Combined Deployment Command

The deploy command combines all the individual commands:

deploy: version changelog build upload-pypi tag github-release
    @echo "$(CYAN)📦 Building and deploying package to PyPI...$(RESET)"
    @echo "$(GREEN)🎉 Deployment completed successfully!$(RESET)"

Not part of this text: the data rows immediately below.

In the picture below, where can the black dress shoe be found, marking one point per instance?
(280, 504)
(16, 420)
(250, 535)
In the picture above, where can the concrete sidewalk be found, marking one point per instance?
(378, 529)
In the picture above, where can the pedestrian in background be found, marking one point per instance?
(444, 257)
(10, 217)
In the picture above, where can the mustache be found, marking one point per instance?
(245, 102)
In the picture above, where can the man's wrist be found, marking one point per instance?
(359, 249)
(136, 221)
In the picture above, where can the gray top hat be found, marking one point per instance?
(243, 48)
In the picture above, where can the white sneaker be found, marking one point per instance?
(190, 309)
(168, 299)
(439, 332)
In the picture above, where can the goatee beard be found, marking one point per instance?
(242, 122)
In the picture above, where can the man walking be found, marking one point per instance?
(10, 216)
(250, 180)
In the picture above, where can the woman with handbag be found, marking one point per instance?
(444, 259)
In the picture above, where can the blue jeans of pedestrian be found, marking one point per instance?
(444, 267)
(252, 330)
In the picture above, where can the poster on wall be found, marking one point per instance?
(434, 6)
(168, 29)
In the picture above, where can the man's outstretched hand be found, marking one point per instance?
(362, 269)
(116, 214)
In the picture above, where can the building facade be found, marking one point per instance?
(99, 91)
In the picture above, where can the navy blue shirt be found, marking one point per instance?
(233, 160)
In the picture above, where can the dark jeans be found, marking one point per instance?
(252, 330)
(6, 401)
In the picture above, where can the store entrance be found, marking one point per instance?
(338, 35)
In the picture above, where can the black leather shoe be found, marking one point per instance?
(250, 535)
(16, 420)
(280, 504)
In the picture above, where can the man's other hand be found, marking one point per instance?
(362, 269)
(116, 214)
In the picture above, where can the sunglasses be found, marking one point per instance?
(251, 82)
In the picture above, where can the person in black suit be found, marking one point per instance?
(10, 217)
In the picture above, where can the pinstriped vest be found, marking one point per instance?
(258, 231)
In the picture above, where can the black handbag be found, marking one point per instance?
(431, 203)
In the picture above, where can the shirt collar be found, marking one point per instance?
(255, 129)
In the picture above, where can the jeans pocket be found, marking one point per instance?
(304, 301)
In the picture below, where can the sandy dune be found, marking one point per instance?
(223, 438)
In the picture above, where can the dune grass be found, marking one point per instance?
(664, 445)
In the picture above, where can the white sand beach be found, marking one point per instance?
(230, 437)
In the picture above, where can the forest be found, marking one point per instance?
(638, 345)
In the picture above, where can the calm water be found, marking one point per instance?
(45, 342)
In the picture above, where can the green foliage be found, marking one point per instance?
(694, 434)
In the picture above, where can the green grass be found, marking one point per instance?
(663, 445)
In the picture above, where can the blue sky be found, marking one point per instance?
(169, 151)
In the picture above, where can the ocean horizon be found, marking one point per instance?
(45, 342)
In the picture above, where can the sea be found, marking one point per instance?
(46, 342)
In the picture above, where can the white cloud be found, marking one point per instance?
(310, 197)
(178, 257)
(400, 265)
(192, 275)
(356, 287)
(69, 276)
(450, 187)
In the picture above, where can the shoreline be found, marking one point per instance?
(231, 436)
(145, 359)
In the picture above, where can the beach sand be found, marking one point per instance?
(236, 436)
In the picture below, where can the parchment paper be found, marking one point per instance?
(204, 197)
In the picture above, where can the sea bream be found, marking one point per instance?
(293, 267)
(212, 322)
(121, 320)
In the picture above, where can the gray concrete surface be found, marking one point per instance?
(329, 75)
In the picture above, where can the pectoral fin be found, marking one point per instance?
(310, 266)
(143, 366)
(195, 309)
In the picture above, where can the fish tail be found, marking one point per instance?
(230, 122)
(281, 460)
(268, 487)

You can also add these additional individual targets:

# Define colors
GREEN := \033[92m
CYAN := \033[96m
YELLOW := \033[93m
RESET := \033[0m

deploy-test-pypi: build
	twine upload --repository-url https://test.pypi.org/legacy/ dist/*

CI/CD Integration

For GitHub Actions, you can add a workflow file .github/workflows/publish.yml:

name: Publish to PyPI

on:
  release:
    types: [published]

jobs:
  deploy:
    runs-on: ubuntu-latest
    steps:
    - uses: actions/checkout@v3
    - name: Set up Python
      uses: actions/setup-python@v4
      with:
        python-version: '3.x'
    - name: Install dependencies
      run: |
        python -m pip install --upgrade pip
        pip install build twine
    - name: Build and publish
      env:
        TWINE_USERNAME: ${{ secrets.PYPI_USERNAME }}
        TWINE_PASSWORD: ${{ secrets.PYPI_PASSWORD }}
      run: |
        python -m build
        twine upload dist/*

Remember to set PYPI_USERNAME and PYPI_PASSWORD secrets in your GitHub repository settings.